A primeira é a de que as dúvidas expressas no acórdão da maioria (v. o seu ponto 17.), que se destinam a ilustrar a indeterminabilidade do tipo legal, não são qualitativamente diversas daquelas a que se fez referência supra, ou seja, são dúvidas interpretativas a que, em maior ou menor grau, se abre a interpretação de qualquer tipo legal e resolvem-se com as “válvulas de escape” já conhecidas do direito penal (seja pelas particulares regras de interpretação da lei penal, seja pelas ideias de necessidade, não danosidade, adequação social, entre outras). No essencial, a conduta típica, seja quanto à ação, seja quanto ao respetivo objeto, é determinável sem dificuldade. Já a posição da maioria colocará o legislador, a meu ver, na difícil posição de aumentar o grau de determinação de norma (algo para o que o acórdão não oferece solução e, rigorosamente, não tem de a oferecer), podendo com facilidade cair novamente no tipo de juízo de indeterminabilidade que agora se lhe opõe, o qual, no limite, poderá não ter solução, enredando-se o legislador e o Tribunal nos pressupostos desta censura. Não vislumbro para este percurso – ele próprio ainda indefinido, uma vez que as maiorias da 1.ª Secção e da 3.ª Secção do Tribunal dão, neste momento, sinais contraditórios ao legislador – um resultado razoável.

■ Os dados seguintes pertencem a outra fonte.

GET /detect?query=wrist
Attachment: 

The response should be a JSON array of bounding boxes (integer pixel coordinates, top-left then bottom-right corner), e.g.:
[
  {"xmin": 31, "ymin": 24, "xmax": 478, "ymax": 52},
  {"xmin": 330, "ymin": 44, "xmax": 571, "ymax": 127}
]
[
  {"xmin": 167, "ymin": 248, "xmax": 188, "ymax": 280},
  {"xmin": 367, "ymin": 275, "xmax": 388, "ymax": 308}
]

A segunda para salientar que entendo que o SIAC não contribui para a indeterminabilidade do tipo, no que respeita ao objeto da ação. Desde logo, importa recordar que nos encontramos perante fiscalização concreta e, perante os dados do caso – está em causa, na acusação rejeitada, “um canídeo de pequeno porte, de raça indeterminada, macho, de cor afogueado, com cerca de seis meses” – nada de duvidoso ou indeterminado se surpreende, seja por via da definição do n.º 1 do artigo 389.º do Código Penal, seja por via da remissão para o SIAC contida no n.º 3 do mesmo artigo. Por outro lado, eventuais desvios, excessos ou desadequações do SIAC eventualmente geradores de indeterminabilidade não estão aqui em causa, não existem atualmente, nem se prevê que possam, à partida, suscitar questões de indeterminabilidade, já que o SIAC identificará sempre as espécies animais em causa. Poderão eventuais atualizações futuras suscitar problemas de outra ordem (desnecessidade de tutela penal, por exemplo), a resolver através de outros parâmetros e apenas para os casos em que se justifique essa censura, que não é certamente o presente. Renovo, pois, as preocupações consignadas no parágrafo anterior.
Em suma, não encontro fundamentos bastantes para afirmar a indeterminabilidade da norma que tipifica o crime de maus tratos de animal de companhia, contida no artigo 387.º, n.º 3, em conjugação com o artigo 389.º, n.os 1 e 3, do CP.
5. Resulta do exposto que, do meu ponto de vista, não se verificam razões de censura jurídico-constitucional relativamente à norma sub judice. Concluiria, pois, por um juízo de não inconstitucionalidade.